Sharding Nasıl Çalışmaktadır?
Bir blok zincir üzerinde normalde tüm veriler tam düğüm çalıştıran madenciler ya da doğrulayıcılar tarafından tutulmaktadır. Bir blok zincirdeki düğümler bağımsızdır ve merkezi olmayan bir ağdaki tüm verilerin korunmasından ve depolanmasından sorumludur. Başka bir deyişle, her düğüm, hesap bakiyeleri ve işlem geçmişi gibi kritik bilgileri depolamaktadır. Blok zincir ağları, her düğümün ağ üzerindeki tüm işlemleri, verileri ve işlemleri işlemesi gerektiği şekilde kurulmuştur. Sharding ile bu veritabanları bölünerek yatay olarak bölümlenmesi şeklinde gerçekleştirilebilir. Örneğin, belirli bir adres türü için bakiye ve işlem geçmişini depolamaktan bir shard sorumlu olabilir. Ayrıca, shardlar, içinde depolanan dijital varlığın türüne göre bölmek de mümkün olabilir.
Blok zincir üzerindeki her shard, blok zincir teknolojisinin önemli bir yönünü olan şeffaflığı sürdürmektedir. Başka bir deyişle, blok zincir üzerindeki tüm işlemler üçüncü kişiler tarafından şeffaf bir şekilde görüntülenebilmektedir.
Shardlar’da Güvenlik
Sharding özelinde en çok dile getirilen problemlerden olan güvenlik sorunu, bir shardın bilgilerinin kaybı olarak tanımlanmaktadır. Uygulamada ortaya çıkan ana sorunlardan biri güvenliktir. Her shard birbirinden ayrı olup, yalnızca kendi verilerini işlese de, bir shardın başka bir shardı devraldığı durumda bilgi ve veri kaybı gibi durumlarda shardların bozulmasıyla ilgili bir güvenlik endişesi vardır.
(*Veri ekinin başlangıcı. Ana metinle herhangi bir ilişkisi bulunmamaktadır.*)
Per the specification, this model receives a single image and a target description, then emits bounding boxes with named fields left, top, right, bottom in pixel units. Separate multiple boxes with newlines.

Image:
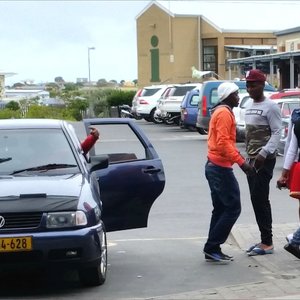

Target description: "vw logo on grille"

left=0, top=216, right=5, bottom=228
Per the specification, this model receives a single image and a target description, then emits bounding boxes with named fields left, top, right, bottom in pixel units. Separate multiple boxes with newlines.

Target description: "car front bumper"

left=0, top=223, right=104, bottom=269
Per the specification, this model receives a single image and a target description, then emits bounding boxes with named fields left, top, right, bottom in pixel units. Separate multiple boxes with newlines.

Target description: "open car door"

left=83, top=118, right=165, bottom=232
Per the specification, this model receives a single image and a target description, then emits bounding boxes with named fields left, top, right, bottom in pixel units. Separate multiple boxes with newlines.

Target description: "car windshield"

left=0, top=128, right=79, bottom=176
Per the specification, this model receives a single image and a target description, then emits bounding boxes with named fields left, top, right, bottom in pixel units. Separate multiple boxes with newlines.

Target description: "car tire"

left=79, top=226, right=107, bottom=286
left=196, top=127, right=208, bottom=135
left=151, top=109, right=163, bottom=124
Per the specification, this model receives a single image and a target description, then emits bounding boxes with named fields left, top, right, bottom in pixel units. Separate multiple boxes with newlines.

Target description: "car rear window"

left=211, top=89, right=219, bottom=105
left=173, top=86, right=197, bottom=96
left=142, top=88, right=161, bottom=97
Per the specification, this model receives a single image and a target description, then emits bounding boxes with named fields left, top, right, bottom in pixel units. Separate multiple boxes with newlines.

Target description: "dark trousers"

left=204, top=161, right=241, bottom=253
left=246, top=158, right=276, bottom=246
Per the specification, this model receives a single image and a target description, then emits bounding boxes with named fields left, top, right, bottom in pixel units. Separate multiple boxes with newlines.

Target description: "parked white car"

left=155, top=83, right=202, bottom=125
left=135, top=84, right=172, bottom=123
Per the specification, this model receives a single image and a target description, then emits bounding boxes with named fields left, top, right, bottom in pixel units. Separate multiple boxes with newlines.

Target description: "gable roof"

left=136, top=0, right=276, bottom=34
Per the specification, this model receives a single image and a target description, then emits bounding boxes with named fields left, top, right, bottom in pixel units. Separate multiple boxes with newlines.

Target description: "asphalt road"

left=0, top=119, right=297, bottom=299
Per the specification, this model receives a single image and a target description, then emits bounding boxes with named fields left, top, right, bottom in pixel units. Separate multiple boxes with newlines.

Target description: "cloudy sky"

left=1, top=0, right=300, bottom=86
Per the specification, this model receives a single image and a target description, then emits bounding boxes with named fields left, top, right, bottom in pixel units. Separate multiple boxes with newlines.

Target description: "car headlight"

left=46, top=211, right=87, bottom=228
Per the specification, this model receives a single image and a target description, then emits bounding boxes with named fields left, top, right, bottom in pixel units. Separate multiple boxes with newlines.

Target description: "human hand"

left=276, top=170, right=289, bottom=190
left=240, top=162, right=255, bottom=176
left=89, top=126, right=100, bottom=139
left=276, top=178, right=287, bottom=190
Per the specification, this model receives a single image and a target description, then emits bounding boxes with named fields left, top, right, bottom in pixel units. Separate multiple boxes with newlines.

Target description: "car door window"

left=190, top=94, right=200, bottom=106
left=86, top=124, right=145, bottom=163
Her bir shardı, kimliği doğrulanmış kullanıcıları ve verileriyle kendi blok zinciri ağı olarak düşünürsek, bir bilgisayar korsanı veya bir siber saldırı yoluyla bir shardı ele geçirebilir. Saldırgan daha sonra yanlış işlemler veya kötü amaçlı bir program sunabilir.
En önde gelen blok zincir projelerinden biri olan Ethereum, gecikme ve ölçeklenebilirlik sorunlarına olası bir çözüm olarak sharding teknolojisini test etmektedir. Ethereum ağının Beacon Chain Proof-of-stake sistemi ile birleşeceği "The Merge" olarak adlandırılan olay gerçekleştikten sonra 64 yeni shard zincirini faaliyete geçirmeyi planlamaktadır. Ethereum, düğümleri belirli shardlara rastgele atayarak ve bunları sürekli olarak rastgele aralıklarla yeniden atayarak yani karıştırarak bir shardın saldırılara karşı güvenliğini arttırmayı hedeflemektedir. Bu rastgele atama, bilgisayar korsanlarının bir shardı ne zaman ve nerede bozacağını bilmesini zorlaştırır.
Hala daha test aşamasında olan sharding teknolojisi blok zincirlerin ölçeklenebilirlik sorunlarının çözümü için büyük potansiyel taşımaktadır.